New car tariffs are reshaping the auto market in ways that every used car shopper needs to understand. When new car prices climb, buyers flood the used market, and that demand pushes used car prices up too. If you’re shopping for a used car right now, or thinking about selling, the tariff situation is directly affecting what you’ll pay or pocket.

Everything You Need to Know About Auto Tariffs

In 2025, the U.S. imposed a 25% tariff on imported vehicles and auto parts, hitting automakers with billions in added costs almost overnight. According to reporting from Car and Driver, General Motors, Ford, and Stellantis alone absorbed roughly $6.5 billion in tariff-related costs in 2025. That’s not a rounding error. That’s the kind of number that forces automakers to make hard choices about pricing, production, and where they build vehicles.

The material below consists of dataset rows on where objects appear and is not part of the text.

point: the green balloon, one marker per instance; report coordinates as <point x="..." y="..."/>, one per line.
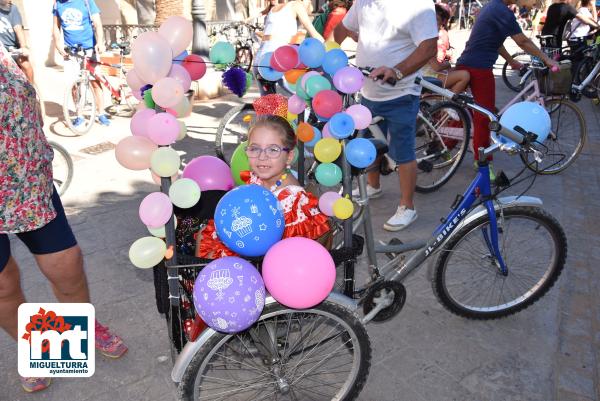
<point x="328" y="174"/>
<point x="239" y="162"/>
<point x="222" y="53"/>
<point x="316" y="84"/>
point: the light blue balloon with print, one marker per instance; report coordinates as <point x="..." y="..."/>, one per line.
<point x="249" y="220"/>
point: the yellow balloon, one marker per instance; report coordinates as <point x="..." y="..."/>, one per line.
<point x="343" y="208"/>
<point x="328" y="150"/>
<point x="330" y="44"/>
<point x="165" y="162"/>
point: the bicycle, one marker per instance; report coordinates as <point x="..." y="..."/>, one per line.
<point x="79" y="102"/>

Automakers responded quickly. Some raised sticker prices. Others cut production or shifted manufacturing plans. Audi halted certain imports entirely and announced price increases on most 2026 models ranging from $800 to $4,100, according to TrueCar. Toyota and other global automakers signaled similar moves as 2026 model-year vehicles rolled out.

The tariff applies broadly across the auto industry, covering vehicles imported from most countries. The goal was to pressure automakers into building more vehicles on U.S. soil. The effect, at least in the short term, has been higher new car prices and a ripple that hit the used market fast.

UPDATE: The Supreme Court Has Struck Down Some Tariffs — But Not on New Cars

A federal court ruled the auto tariffs were illegal, calling into question the executive authority used to impose them. But the ruling was immediately put on hold pending appeal, so the tariffs remain in effect. The Supreme Court has struck down some tariffs in separate trade contexts, but the auto-specific tariffs on new cars are still standing as of mid-2026. Don’t expect relief at the dealership anytime soon based on court action alone.

U.S. Threatens to Return to 25% Tariff on South Korean Cars

Trade negotiations with South Korea have been rocky. The U.S. has threatened to reimpose a full 25% tariff on South Korean vehicles if a satisfactory deal isn’t reached. That would directly affect brands like Hyundai and Kia, which sell massive volumes in the U.S. market. Higher tariff costs on those models would push their new car prices up and, by extension, lift used values too.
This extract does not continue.